You’re totally right that the next step would be to make a demo! We need a patch format for RDF. I’m not too familiar with RDF. What’s a good way to specify ranges of RDF data? Like, is there an equivalent of xpath or jsonpath for RDF? I want to describe an arbitrary part of RDF, within a resource at a URL, that has changed.

1 Like

Ok, well what I meant with “outside the Solid Protocol” was that it cannot be implemented just using the Solid Protocol (as it stands today). So we would indeed need to implement something in the server side.

I’m very focused on doing apps that can be used today by anyone who just has a Solid Pod, that’s why the solution I came up with is based on moving RDF triples from apps to a POD. But yeah, it would be great if the protocol itself handles this for us.

Although I will also say, there is always some tension on how complex Solid servers should be. Whenever any new feature is added to the protocol, one of the concerns is if it makes life harder for POD implementers. So depending how feasible your proposal is to implement, there could be some push back. Even if you provide a reference implementation, Solid Servers are implemented using a variety of languages.

Again, that doesn’t mean it’s not worth exploring. I think one way to get this moving is creating an issue in the solid/specification repository. If you browse the list of open issues, you’ll notice how many of them are ideas such as this. That way you could also get some feedback from people who are actually working on the spec (I only make apps, so I’m not too familiar with how the spec evolves).
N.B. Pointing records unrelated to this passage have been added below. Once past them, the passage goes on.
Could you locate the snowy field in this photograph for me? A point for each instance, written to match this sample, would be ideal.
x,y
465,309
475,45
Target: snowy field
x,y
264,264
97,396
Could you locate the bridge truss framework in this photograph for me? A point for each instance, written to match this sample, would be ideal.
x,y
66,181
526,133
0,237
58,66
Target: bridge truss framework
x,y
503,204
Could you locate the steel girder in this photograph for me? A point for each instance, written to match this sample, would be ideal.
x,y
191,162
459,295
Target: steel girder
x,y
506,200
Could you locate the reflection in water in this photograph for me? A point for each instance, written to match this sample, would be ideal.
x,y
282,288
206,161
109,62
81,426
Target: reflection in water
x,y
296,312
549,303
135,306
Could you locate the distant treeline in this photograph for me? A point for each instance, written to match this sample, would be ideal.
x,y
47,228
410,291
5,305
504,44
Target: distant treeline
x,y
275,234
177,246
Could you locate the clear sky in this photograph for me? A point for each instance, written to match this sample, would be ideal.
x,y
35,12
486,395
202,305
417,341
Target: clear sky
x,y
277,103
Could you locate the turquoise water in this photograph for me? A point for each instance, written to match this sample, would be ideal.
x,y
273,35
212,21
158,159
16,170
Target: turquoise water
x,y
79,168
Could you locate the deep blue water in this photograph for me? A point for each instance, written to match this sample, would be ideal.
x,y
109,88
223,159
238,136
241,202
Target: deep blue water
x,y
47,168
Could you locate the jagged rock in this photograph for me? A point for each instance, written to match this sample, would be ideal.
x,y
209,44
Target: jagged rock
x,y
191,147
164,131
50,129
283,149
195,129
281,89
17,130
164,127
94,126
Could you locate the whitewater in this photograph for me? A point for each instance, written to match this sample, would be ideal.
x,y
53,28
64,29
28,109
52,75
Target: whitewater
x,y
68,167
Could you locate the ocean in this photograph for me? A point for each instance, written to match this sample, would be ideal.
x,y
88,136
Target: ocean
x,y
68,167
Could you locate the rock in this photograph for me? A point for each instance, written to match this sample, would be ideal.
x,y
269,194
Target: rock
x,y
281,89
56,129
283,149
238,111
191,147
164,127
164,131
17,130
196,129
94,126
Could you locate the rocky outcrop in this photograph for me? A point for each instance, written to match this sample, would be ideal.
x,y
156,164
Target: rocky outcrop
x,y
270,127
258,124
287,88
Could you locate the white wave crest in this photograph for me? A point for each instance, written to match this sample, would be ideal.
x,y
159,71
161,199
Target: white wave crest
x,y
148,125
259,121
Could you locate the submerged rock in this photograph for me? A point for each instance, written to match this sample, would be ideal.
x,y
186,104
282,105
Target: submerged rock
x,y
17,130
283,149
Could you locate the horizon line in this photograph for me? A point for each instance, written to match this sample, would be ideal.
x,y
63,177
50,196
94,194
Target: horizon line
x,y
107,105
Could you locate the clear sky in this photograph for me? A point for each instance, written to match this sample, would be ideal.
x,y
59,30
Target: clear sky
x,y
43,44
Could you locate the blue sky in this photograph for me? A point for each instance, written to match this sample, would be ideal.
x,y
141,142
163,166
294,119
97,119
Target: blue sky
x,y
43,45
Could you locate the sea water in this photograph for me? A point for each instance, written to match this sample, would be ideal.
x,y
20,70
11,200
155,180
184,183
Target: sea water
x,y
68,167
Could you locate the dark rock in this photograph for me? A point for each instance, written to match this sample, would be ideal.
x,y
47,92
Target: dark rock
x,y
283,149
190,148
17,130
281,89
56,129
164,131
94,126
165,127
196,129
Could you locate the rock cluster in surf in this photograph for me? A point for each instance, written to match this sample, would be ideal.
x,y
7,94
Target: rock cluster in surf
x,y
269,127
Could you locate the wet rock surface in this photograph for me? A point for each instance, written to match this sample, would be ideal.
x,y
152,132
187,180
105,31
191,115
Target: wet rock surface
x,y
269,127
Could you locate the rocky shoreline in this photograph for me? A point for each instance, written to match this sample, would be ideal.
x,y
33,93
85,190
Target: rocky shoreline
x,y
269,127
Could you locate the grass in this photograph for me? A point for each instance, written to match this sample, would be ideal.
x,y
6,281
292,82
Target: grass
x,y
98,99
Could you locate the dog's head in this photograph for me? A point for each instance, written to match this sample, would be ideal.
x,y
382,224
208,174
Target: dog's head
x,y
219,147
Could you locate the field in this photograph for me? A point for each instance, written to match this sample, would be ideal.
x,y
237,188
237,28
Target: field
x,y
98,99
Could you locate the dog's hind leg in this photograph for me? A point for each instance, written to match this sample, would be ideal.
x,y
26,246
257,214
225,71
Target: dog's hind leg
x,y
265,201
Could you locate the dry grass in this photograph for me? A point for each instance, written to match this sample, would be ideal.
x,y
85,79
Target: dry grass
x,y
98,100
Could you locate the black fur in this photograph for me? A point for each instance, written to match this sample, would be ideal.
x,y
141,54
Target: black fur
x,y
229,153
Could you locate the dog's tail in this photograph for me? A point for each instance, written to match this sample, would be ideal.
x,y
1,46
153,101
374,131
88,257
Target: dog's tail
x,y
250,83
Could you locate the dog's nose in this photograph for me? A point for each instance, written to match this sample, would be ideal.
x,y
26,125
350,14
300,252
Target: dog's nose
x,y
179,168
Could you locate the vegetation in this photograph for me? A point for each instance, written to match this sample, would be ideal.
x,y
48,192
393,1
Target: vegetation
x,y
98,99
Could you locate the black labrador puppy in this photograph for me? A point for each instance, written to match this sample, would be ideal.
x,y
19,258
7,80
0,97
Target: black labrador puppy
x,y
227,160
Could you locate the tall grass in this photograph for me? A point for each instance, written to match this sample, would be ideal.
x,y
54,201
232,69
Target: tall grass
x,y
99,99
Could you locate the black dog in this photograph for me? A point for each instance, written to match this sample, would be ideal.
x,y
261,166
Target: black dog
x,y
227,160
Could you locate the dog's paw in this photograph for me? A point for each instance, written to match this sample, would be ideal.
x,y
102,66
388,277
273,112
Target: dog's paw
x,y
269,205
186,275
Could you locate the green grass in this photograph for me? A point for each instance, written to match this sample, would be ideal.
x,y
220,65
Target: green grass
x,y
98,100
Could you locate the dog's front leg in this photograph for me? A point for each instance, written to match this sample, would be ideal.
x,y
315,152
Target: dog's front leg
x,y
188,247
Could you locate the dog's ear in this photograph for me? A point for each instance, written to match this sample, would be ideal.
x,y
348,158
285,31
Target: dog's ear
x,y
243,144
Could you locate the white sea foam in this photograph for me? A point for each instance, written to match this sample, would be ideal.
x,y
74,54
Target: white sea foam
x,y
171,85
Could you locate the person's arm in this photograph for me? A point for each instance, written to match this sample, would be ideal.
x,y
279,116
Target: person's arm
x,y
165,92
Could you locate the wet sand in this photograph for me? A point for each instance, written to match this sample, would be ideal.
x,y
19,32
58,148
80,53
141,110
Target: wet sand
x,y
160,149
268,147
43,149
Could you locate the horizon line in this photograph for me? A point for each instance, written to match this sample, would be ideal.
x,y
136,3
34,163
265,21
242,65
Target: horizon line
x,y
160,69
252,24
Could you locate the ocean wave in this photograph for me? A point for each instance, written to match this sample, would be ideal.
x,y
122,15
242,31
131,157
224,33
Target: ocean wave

Other than that, I think a demo would indeed go a long way.

I don’t know of any solution for that, but I’m sure someone in the community will know if such a thing exists. I suggest that you ask about it in the chat or opening a new thread in this forum. If you don’t get a reply, I can point you towards some people who I’m pretty sure will have an answer.

1 Like

Thanks a bunch @NoelDeMartin! I get where you’re coming from, and your approach makes total sense if you aren’t looking at modifying HTTP.

So I’m concluding that we can simplify things a lot by braidifying HTTP in Solid, and the next step is to make a demo.

Towards that end, we need a patch format, and Rahul just showed me the N3 Patch in Solid, which looks super viable, and also pointed out that we can issue JSON patches to any RDF expressed in JSON-LD. These sound like great approaches.

The next thing I’ll need is a demo app. Maybe I should take one of your apps and braidify it. I wonder if we have any simple Solid demo apps that let the user edit some data (maybe text) expressed as JSON-LD, with a server written in nodejs.